Home Features Download Documentation How-to Getting help VPN clients

OpenConnect VPN server

Ocserv Installation - Generic

Author: Mauro Gaspari

Scope

This recipe provides step by step instructions on how to install ocserv from archives available on Openconnect server webpage. No precompiled binary packages will be used, therefore this recipe applies to all linux distributions.

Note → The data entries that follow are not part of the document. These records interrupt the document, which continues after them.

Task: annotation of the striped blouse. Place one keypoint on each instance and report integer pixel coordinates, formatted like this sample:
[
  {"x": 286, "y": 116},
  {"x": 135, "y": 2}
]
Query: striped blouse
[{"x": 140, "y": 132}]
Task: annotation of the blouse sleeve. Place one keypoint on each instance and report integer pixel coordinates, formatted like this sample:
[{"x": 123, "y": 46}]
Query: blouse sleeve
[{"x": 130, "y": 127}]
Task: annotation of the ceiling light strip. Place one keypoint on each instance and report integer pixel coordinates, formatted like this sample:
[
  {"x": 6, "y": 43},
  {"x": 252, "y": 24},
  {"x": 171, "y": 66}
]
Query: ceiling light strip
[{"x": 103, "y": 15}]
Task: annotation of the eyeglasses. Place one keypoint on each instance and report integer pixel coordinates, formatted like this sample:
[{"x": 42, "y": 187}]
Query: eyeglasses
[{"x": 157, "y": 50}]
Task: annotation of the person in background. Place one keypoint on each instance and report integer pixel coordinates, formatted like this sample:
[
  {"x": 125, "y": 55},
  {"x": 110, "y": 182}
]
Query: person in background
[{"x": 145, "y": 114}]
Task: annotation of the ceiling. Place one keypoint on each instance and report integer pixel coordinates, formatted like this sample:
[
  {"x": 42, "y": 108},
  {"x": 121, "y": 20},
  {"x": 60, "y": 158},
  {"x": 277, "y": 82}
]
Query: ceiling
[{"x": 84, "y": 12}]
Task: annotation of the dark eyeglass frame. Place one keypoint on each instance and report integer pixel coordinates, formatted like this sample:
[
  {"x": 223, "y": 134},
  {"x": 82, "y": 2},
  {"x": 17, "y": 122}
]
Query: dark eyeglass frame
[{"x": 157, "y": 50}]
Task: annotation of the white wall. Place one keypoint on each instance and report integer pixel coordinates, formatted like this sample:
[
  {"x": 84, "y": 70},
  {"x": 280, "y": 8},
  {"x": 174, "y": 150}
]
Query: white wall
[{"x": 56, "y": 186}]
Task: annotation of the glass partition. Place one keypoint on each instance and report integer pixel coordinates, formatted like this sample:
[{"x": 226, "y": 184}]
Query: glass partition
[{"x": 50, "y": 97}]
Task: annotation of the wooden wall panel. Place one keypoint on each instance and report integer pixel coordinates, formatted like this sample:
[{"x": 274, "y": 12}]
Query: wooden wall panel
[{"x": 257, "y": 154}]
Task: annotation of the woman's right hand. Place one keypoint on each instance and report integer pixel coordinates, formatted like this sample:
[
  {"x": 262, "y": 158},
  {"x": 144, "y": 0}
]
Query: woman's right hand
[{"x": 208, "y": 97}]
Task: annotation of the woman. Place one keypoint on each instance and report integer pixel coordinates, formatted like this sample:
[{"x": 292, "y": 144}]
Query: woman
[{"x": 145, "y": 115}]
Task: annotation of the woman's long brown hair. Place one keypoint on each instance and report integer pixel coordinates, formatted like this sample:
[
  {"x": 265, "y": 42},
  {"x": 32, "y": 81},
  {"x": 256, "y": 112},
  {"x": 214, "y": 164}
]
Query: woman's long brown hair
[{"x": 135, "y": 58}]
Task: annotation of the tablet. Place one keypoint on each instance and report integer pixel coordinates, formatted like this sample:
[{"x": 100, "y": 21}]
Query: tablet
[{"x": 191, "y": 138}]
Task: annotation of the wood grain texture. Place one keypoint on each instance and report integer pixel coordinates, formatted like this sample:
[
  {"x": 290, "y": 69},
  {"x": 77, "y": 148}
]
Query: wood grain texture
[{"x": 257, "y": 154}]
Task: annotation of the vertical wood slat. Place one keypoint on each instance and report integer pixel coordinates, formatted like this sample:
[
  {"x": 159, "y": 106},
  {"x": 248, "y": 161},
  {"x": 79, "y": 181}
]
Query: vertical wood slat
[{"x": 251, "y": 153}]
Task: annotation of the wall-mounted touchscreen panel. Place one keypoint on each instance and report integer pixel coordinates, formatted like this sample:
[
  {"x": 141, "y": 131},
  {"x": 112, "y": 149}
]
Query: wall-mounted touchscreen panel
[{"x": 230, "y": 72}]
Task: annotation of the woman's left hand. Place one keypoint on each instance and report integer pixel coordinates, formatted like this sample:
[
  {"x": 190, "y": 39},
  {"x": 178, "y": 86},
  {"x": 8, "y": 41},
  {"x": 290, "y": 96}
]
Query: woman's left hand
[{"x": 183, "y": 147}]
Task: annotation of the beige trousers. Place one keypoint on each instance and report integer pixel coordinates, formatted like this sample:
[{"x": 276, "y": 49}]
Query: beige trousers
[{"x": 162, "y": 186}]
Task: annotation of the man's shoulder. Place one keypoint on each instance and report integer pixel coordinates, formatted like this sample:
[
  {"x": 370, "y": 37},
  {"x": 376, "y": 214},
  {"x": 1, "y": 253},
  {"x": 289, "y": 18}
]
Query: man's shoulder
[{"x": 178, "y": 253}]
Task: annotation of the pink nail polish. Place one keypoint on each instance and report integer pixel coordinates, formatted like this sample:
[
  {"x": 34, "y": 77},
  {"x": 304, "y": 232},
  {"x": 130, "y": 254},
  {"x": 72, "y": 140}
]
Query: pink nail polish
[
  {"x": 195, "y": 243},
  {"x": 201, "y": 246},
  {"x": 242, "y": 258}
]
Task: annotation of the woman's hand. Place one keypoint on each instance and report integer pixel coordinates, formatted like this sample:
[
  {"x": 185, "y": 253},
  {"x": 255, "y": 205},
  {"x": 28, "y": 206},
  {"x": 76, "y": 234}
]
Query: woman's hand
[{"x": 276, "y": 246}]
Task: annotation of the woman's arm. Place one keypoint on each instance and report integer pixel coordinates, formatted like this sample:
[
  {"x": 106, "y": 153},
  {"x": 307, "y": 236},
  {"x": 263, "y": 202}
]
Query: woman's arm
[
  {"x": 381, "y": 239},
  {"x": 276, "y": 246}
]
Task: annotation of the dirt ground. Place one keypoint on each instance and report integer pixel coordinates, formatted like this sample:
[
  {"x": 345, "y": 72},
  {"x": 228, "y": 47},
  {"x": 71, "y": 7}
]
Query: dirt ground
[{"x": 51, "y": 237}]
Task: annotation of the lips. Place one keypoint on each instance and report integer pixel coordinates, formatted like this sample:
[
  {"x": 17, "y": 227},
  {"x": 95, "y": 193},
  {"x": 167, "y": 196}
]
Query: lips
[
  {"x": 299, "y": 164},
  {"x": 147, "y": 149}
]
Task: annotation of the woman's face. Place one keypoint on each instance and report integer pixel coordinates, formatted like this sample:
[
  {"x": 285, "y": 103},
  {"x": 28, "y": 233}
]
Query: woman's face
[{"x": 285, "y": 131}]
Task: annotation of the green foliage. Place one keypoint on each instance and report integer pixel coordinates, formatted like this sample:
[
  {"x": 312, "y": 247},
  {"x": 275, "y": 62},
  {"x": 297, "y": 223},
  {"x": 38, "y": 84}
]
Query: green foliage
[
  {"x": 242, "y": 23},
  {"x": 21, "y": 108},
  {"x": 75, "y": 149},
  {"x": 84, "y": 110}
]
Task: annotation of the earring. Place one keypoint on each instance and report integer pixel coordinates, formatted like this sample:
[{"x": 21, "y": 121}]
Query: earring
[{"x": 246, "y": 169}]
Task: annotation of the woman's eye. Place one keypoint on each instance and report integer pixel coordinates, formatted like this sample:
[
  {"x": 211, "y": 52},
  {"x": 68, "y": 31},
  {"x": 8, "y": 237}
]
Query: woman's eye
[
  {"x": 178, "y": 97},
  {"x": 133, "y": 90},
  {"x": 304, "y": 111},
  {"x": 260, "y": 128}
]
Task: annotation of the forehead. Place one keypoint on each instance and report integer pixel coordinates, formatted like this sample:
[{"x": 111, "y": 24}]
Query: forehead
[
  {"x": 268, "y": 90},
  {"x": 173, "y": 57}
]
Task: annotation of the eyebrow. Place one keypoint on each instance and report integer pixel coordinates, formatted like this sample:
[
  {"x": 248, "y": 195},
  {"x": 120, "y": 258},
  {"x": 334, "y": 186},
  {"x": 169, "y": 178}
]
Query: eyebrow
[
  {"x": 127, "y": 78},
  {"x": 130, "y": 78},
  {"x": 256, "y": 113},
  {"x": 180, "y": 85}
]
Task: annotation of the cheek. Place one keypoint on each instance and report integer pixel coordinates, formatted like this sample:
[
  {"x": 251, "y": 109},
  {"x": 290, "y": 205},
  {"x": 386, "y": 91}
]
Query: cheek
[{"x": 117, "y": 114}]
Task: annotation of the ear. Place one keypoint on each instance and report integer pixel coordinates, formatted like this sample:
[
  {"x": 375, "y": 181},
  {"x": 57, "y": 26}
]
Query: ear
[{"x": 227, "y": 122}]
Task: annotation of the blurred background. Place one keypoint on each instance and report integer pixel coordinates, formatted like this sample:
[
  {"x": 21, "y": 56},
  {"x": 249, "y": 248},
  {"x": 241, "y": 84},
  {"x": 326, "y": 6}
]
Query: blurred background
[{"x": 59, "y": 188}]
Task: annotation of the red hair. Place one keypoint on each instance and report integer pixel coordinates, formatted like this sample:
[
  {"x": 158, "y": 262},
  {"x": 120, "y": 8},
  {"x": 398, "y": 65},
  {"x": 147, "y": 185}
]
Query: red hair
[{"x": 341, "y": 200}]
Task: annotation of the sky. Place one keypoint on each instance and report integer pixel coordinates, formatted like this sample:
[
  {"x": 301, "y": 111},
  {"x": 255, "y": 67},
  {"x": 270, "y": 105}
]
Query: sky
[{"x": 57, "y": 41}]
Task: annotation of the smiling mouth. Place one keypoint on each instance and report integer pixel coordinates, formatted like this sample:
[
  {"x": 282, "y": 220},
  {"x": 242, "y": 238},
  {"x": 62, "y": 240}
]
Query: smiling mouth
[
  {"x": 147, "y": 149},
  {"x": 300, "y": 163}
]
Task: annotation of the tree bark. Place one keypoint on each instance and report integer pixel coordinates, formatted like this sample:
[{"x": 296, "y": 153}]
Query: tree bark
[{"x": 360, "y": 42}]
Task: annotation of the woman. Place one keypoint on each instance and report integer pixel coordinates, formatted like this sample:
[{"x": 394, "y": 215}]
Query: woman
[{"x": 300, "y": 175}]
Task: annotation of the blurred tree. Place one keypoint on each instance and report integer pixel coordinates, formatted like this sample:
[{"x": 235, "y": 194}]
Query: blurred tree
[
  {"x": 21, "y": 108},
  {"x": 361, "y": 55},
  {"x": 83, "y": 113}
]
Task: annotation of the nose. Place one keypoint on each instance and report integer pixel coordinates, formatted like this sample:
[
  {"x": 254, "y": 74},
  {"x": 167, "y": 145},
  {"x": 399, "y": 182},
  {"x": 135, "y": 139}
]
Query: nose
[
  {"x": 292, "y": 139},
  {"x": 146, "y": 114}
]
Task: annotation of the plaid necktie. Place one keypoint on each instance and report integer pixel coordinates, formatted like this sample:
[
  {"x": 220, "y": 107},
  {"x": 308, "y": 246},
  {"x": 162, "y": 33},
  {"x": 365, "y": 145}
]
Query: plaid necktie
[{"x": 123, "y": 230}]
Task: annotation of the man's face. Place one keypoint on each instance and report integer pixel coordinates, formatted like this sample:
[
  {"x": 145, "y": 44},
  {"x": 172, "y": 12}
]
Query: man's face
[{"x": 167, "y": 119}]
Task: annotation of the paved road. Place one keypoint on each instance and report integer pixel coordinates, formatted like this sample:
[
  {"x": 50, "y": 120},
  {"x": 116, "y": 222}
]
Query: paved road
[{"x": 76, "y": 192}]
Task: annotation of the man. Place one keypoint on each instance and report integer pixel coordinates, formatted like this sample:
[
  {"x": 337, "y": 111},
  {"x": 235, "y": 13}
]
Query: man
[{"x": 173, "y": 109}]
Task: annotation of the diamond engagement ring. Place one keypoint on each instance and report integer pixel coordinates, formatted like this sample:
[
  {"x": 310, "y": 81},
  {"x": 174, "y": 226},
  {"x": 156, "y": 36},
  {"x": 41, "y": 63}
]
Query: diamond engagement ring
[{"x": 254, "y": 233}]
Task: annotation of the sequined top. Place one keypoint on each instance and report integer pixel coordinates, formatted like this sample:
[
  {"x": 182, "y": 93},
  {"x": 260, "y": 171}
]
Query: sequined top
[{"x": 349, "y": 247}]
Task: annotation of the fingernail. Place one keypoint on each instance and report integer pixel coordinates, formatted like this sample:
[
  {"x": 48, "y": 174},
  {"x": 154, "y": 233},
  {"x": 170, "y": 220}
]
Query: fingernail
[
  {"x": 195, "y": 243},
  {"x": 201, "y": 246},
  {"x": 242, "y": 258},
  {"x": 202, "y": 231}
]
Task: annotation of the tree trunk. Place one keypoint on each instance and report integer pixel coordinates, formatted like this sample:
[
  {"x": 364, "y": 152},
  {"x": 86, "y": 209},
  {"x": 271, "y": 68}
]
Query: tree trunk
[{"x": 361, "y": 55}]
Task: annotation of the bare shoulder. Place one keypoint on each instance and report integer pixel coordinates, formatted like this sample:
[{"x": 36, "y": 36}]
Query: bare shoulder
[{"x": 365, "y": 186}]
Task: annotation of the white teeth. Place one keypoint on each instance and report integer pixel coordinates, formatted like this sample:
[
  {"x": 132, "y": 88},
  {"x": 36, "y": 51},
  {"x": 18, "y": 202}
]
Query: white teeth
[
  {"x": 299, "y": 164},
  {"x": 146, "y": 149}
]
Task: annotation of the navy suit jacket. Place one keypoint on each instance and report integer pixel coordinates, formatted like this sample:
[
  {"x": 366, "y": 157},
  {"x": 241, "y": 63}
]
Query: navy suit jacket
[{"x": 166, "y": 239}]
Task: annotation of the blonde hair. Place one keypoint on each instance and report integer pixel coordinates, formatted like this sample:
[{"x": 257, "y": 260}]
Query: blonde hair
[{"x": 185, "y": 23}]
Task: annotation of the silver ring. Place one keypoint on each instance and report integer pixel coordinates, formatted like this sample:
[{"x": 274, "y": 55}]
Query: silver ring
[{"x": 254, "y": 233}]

Platforms used for testing

This Recipe was tested on the following platforms:

• Debian 8 (systemd) on armhf architecture.
  
• Ubuntu Server 15.10 (systemd) on amd64 architecture.
  
• Gentoo (openRC) on amd64 architecture.

Assumptions

• This recipe assumes the reader has a basic understanding of a linux system and all commands are run from a privileged user. It is recommended to login the system using root. If not possible, execute “su root” or “sudo su” to get highest privileges.
• Software needed to compile from source is required, please refer to distribution specific guides to install needed packages. For example, in Fedora use yum install ocserv, and in Debian apt-get install ocserv.
• The reader is applying ocserv to a linux server that is already configured as a router and has a firewall running (iptables, shorewall, or other).
• Throughout this recipe, version number will be x.xx.x . Replace x.xx.x on all steps below with preferred version number.

Requirements

Openconnect VPN server (ocserv) depends on the following packages:

See ocserv’s development site for the list of required packages.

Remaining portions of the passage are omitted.